In the United States, the Institute for Clinical and Economic Review (ICER) plays a similar but non-binding role. ICER uses thresholds of $100,000 and $150,000 per QALY to generate value-based price benchmarks, and it flags treatments whose annual budget impact exceeds roughly $819 million as potentially difficult to fund without displacing other care. U.S. payers aren’t required to follow ICER’s recommendations, but survey data show that many use these reports in their appraisal and negotiating processes, whether to seek price discounts or to structure outcomes-based contracts.
Where HEOR Fits in Drug Development
Pharmaceutical companies increasingly integrate HEOR work from the earliest phases of product development through launch and beyond. Early in development, HEOR teams help identify what evidence payers will eventually require and design clinical trials to capture the right endpoints. During late-stage trials, they build the economic models and value arguments that will accompany the drug to market. After launch, HEOR generates real-world evidence from routine clinical practice, data that supplements controlled trial results and can support expanded coverage or new indications.
Real-world evidence deserves special mention because it has become one of HEOR’s most important tools. While clinical trials measure a drug’s performance under tightly controlled conditions, real-world data comes from electronic health records, insurance claims, patient registries, and other sources that reflect how treatments perform in everyday practice. Analyzing this data produces evidence on safety, effectiveness, and utilization patterns that payers and regulators increasingly expect to see.

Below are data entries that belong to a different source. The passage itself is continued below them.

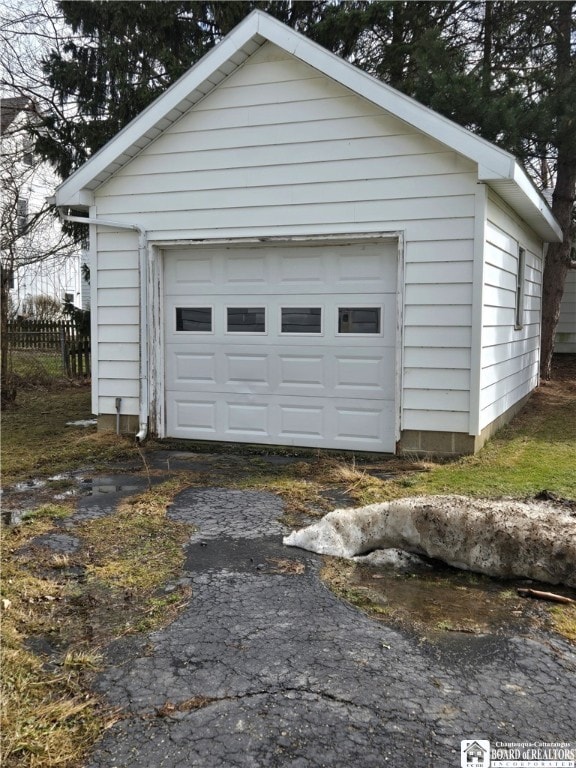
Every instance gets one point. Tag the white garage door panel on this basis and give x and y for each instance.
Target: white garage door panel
(313, 371)
(322, 389)
(324, 269)
(297, 421)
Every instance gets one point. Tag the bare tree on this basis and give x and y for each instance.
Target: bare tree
(30, 234)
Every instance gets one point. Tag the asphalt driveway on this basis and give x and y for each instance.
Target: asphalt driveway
(265, 667)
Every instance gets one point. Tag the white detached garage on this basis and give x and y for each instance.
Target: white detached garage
(286, 251)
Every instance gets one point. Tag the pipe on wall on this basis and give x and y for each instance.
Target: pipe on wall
(143, 281)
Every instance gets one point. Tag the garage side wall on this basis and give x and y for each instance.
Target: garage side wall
(280, 150)
(510, 349)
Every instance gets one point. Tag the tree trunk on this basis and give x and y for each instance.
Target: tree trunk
(558, 256)
(557, 262)
(8, 390)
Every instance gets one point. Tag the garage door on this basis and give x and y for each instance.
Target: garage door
(288, 345)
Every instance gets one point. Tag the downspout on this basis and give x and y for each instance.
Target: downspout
(143, 280)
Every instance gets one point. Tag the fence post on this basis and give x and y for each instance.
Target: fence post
(63, 347)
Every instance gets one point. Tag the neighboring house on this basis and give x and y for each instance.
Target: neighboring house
(565, 339)
(39, 262)
(304, 256)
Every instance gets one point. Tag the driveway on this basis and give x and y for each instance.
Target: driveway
(265, 667)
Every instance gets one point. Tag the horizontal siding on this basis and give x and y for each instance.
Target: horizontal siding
(278, 150)
(565, 341)
(510, 356)
(118, 321)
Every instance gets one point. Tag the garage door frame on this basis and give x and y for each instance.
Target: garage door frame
(156, 291)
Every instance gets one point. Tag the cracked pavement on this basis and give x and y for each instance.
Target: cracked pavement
(265, 667)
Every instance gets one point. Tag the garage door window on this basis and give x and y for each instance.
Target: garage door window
(194, 319)
(301, 320)
(246, 320)
(359, 320)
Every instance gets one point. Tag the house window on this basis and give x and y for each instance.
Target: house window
(301, 320)
(359, 319)
(194, 319)
(246, 320)
(519, 308)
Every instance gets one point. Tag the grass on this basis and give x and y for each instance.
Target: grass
(36, 440)
(49, 717)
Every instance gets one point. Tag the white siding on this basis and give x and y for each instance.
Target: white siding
(280, 150)
(510, 356)
(565, 341)
(118, 315)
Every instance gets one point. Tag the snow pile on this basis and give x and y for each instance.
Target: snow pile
(499, 538)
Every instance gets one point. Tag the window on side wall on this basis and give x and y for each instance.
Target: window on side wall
(519, 308)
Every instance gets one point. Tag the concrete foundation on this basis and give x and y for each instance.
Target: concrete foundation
(417, 442)
(436, 443)
(128, 424)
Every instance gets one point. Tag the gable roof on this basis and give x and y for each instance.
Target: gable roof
(499, 169)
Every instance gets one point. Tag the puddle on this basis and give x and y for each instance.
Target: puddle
(446, 600)
(266, 555)
(97, 488)
(21, 499)
(13, 516)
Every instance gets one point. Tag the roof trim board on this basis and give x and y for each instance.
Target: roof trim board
(495, 165)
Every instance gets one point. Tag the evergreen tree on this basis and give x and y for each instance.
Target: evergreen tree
(123, 54)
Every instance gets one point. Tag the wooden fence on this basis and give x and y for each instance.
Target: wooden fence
(61, 338)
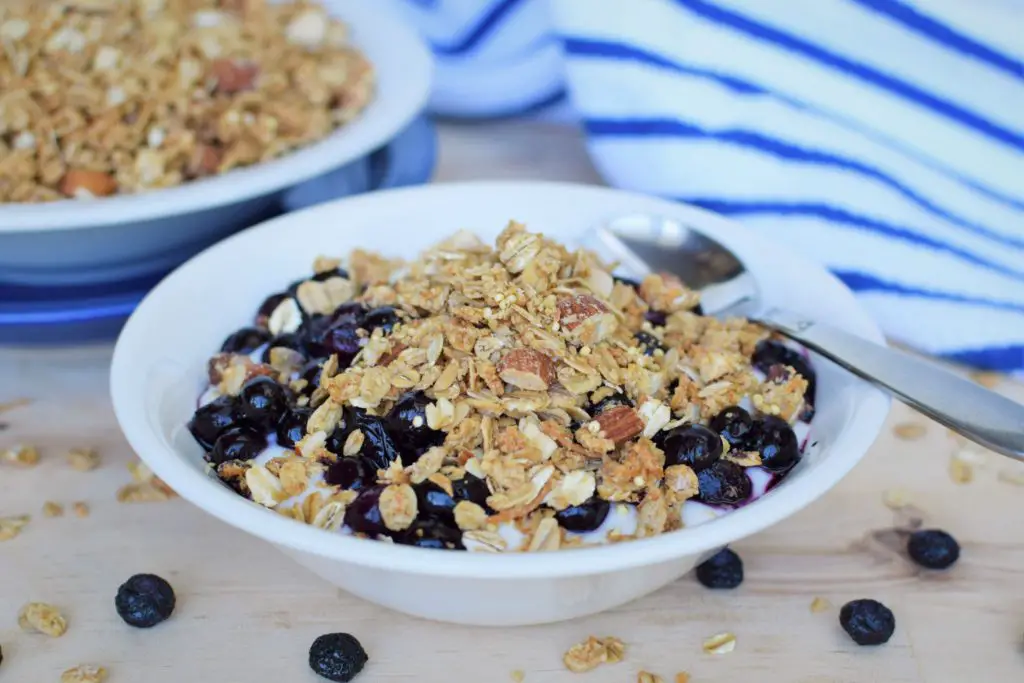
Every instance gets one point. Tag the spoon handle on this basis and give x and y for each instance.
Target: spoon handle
(980, 415)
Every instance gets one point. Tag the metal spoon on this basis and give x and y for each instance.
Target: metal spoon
(644, 244)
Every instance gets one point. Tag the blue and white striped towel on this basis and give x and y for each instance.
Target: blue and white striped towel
(884, 138)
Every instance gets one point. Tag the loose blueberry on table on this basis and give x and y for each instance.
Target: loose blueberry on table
(337, 656)
(144, 600)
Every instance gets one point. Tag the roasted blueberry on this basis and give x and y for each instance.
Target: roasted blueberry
(431, 532)
(723, 483)
(611, 400)
(246, 340)
(292, 426)
(384, 318)
(933, 549)
(292, 341)
(364, 514)
(337, 656)
(434, 502)
(407, 423)
(351, 473)
(212, 420)
(585, 517)
(771, 352)
(734, 424)
(776, 442)
(690, 444)
(237, 443)
(267, 307)
(262, 401)
(471, 488)
(724, 570)
(867, 622)
(144, 600)
(647, 342)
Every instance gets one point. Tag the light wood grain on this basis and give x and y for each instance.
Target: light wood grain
(247, 614)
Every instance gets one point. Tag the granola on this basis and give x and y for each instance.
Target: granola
(514, 397)
(118, 96)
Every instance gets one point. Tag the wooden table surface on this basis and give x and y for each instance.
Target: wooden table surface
(247, 614)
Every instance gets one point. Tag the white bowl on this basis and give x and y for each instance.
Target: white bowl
(160, 368)
(119, 237)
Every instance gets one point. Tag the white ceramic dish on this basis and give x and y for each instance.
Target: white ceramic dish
(121, 237)
(159, 371)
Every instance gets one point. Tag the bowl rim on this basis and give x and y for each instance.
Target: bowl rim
(403, 69)
(868, 415)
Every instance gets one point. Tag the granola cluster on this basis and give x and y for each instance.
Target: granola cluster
(481, 389)
(100, 97)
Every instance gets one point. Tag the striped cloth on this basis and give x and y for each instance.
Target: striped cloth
(884, 138)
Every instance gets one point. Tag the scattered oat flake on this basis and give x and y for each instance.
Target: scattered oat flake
(11, 526)
(83, 460)
(909, 431)
(23, 456)
(593, 652)
(42, 617)
(722, 643)
(84, 673)
(51, 509)
(819, 605)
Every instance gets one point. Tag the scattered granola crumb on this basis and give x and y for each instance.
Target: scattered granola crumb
(722, 643)
(23, 456)
(987, 380)
(909, 431)
(84, 673)
(51, 509)
(83, 460)
(593, 652)
(819, 605)
(11, 526)
(42, 617)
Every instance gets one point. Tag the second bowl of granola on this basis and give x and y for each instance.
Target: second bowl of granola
(132, 135)
(585, 437)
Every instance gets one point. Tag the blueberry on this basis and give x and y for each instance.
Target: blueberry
(647, 342)
(723, 483)
(933, 549)
(267, 307)
(246, 340)
(237, 443)
(262, 401)
(617, 398)
(351, 473)
(770, 353)
(434, 502)
(337, 656)
(384, 317)
(725, 570)
(328, 274)
(867, 622)
(364, 514)
(471, 488)
(144, 600)
(690, 444)
(407, 423)
(292, 341)
(734, 424)
(776, 442)
(431, 532)
(212, 420)
(585, 517)
(292, 426)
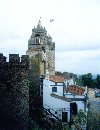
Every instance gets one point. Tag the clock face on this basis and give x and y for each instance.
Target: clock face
(52, 47)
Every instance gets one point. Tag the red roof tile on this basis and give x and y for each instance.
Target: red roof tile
(56, 78)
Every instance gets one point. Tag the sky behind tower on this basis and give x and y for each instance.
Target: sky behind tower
(75, 30)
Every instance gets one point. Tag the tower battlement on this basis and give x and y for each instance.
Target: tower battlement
(14, 61)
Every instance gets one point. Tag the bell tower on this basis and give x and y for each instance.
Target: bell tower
(41, 51)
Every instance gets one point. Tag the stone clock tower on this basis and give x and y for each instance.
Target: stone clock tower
(41, 51)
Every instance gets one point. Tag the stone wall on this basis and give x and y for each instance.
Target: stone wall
(14, 93)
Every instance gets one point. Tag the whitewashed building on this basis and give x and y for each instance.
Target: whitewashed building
(60, 101)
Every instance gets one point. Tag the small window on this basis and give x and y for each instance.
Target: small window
(54, 89)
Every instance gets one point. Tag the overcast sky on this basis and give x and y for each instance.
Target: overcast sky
(75, 30)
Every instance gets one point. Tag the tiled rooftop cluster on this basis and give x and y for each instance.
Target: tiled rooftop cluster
(56, 78)
(75, 89)
(14, 61)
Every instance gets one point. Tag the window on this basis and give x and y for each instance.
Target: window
(54, 89)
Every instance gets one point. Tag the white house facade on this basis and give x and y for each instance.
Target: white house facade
(60, 101)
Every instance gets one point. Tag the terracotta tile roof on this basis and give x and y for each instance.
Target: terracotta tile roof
(75, 89)
(56, 78)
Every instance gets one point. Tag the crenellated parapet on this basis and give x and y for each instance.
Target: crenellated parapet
(15, 62)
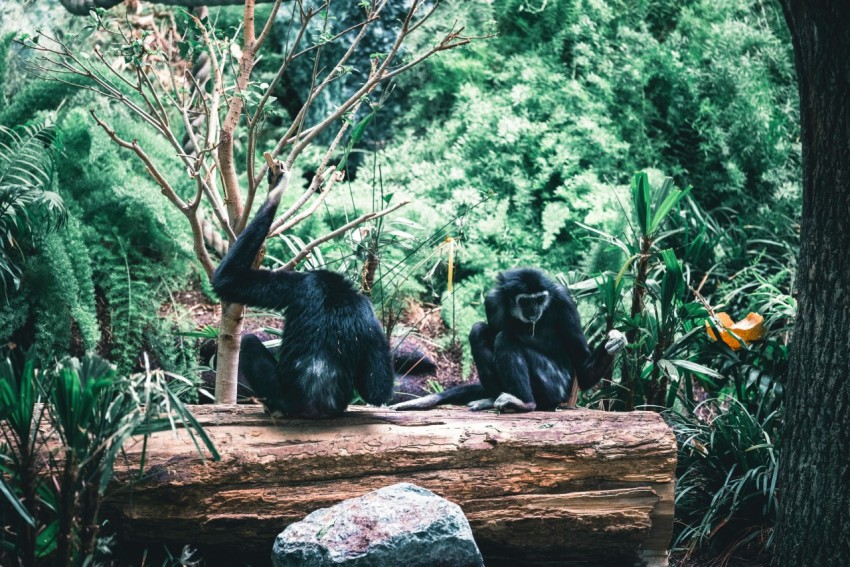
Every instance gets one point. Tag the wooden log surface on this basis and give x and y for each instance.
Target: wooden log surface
(576, 487)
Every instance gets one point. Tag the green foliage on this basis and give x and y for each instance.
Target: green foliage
(27, 209)
(50, 506)
(726, 493)
(138, 244)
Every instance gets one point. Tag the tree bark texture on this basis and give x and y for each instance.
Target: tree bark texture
(227, 355)
(814, 523)
(576, 487)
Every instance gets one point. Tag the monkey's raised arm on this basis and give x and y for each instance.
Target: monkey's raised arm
(236, 280)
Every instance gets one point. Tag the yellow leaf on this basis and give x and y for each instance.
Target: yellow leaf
(748, 330)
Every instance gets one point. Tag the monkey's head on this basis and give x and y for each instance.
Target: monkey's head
(527, 291)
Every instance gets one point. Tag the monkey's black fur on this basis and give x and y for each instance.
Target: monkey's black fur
(529, 349)
(332, 341)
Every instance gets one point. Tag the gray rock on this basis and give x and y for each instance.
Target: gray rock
(401, 524)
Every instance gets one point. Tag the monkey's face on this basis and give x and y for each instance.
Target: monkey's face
(529, 307)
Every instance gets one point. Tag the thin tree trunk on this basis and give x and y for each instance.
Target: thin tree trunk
(227, 359)
(815, 468)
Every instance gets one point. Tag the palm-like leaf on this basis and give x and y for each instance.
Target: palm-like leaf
(27, 208)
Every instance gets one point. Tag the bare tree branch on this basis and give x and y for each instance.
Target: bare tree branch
(338, 232)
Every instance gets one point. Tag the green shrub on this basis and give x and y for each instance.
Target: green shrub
(49, 506)
(726, 495)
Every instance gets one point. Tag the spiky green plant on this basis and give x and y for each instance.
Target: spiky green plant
(53, 493)
(28, 209)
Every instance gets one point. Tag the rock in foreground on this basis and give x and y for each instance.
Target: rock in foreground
(400, 524)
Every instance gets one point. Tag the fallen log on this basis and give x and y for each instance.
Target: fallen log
(576, 487)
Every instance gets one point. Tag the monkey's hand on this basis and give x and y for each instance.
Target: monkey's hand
(506, 402)
(480, 405)
(615, 342)
(278, 177)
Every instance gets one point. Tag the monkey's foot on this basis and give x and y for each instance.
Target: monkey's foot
(507, 401)
(424, 402)
(479, 405)
(615, 342)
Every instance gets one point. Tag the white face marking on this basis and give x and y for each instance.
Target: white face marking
(529, 307)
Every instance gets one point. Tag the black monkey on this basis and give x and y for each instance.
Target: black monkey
(528, 350)
(332, 341)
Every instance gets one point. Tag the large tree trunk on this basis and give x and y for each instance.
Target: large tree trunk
(574, 487)
(815, 467)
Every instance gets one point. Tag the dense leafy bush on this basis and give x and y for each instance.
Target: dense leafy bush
(49, 506)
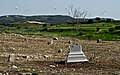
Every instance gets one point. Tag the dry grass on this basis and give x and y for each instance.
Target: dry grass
(30, 51)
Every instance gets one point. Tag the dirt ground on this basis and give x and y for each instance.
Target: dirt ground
(33, 54)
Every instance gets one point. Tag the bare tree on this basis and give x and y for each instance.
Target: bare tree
(77, 14)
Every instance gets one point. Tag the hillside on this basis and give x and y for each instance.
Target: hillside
(53, 19)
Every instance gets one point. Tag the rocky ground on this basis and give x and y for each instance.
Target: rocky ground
(37, 55)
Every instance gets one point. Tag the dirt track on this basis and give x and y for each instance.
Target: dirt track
(33, 54)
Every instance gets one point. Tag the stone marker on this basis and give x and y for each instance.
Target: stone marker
(76, 54)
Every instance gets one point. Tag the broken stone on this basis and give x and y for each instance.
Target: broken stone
(59, 51)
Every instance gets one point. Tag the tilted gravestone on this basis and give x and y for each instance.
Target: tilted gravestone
(76, 54)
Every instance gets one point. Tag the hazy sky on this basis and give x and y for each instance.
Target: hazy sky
(103, 8)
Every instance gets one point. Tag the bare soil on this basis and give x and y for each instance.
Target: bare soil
(33, 54)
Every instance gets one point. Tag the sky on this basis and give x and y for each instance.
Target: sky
(94, 8)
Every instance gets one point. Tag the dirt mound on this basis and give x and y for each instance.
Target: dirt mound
(34, 54)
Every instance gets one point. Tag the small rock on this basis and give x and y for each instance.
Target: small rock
(59, 51)
(50, 42)
(0, 73)
(55, 38)
(45, 56)
(52, 66)
(15, 67)
(99, 40)
(69, 42)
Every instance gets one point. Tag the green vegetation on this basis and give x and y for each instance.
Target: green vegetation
(104, 31)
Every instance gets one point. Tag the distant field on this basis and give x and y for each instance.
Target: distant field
(104, 31)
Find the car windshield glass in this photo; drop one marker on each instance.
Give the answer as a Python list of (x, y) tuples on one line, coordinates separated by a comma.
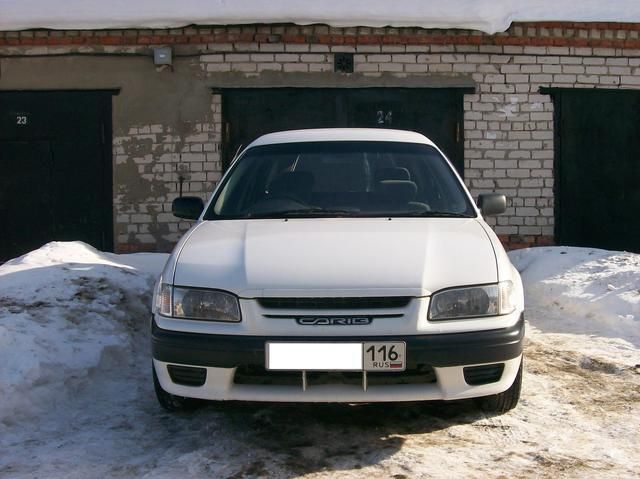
[(336, 179)]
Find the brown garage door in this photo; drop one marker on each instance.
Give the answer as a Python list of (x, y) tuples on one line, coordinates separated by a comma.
[(55, 156), (597, 168), (434, 112)]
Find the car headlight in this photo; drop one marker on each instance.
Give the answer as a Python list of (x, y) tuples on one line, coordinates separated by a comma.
[(196, 303), (473, 302)]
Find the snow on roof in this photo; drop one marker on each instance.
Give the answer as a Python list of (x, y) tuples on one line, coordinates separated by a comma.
[(341, 134), (489, 16)]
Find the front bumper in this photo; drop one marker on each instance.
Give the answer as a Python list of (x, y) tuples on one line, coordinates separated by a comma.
[(447, 354)]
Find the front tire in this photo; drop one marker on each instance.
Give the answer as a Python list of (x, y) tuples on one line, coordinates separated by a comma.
[(505, 401), (167, 400)]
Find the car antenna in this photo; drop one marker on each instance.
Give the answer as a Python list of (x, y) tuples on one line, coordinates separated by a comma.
[(235, 156)]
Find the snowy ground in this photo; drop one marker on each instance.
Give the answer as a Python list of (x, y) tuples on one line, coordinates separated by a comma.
[(76, 399)]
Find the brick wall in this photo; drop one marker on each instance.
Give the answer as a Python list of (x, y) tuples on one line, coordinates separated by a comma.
[(508, 124)]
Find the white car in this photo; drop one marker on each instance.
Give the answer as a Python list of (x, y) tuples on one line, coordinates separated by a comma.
[(339, 265)]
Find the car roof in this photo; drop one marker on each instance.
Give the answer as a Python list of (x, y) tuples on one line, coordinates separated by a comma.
[(341, 134)]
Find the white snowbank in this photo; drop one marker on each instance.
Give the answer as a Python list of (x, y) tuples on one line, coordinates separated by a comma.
[(485, 15), (582, 290), (76, 396), (61, 307)]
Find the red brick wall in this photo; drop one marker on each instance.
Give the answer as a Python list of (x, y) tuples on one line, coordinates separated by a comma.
[(595, 35)]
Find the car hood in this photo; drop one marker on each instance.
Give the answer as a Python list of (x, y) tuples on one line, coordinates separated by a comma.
[(336, 256)]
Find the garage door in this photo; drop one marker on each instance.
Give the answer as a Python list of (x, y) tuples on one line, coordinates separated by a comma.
[(598, 168), (434, 112), (55, 156)]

How HEOR Teams Are Organized
Within a pharma company, HEOR professionals typically include health economists, epidemiologists, biostatisticians, and outcomes researchers. The department’s placement in the corporate structure varies and has been shifting in recent years. Some companies house HEOR under medical affairs, which strengthens the connection between scientific evidence and medical communication. Others place it under market access within the commercial division, which creates tighter alignment between pricing strategy and value demonstration.
Each model has tradeoffs. Under medical affairs, HEOR tends to produce more scientifically rigorous work but may be less directly connected to commercial strategy. Under market access, the link to pricing and payer negotiations is more direct, but there’s a risk that studies may prioritize commercial messaging over methodological strength. Companies that find leaders who can bridge both scientific depth and commercial strategy tend to gain a competitive edge.
The Shift Toward Value-Based Healthcare
HEOR’s importance has grown alongside a broader global push toward value-based healthcare, the idea that health systems should pay for treatments based on the outcomes they deliver rather than the volume of care provided. This concept ranks among the top trends shaping the field, according to ISPOR, the leading professional society for HEOR. Organizations from the World Economic Forum to the European Commission have established platforms to define what “value” means in healthcare and set global standards for measuring outcomes.
Part of this shift involves expanding what counts as value beyond traditional clinical endpoints. There is growing emphasis on “whole health,” which considers factors like a patient’s ability to work, their mental wellbeing, and the burden a disease places on caregivers. As these broader definitions gain traction, HEOR teams are adapting their methods to capture outcomes that matter most to patients and societies, not just the metrics that fit neatly into existing economic models.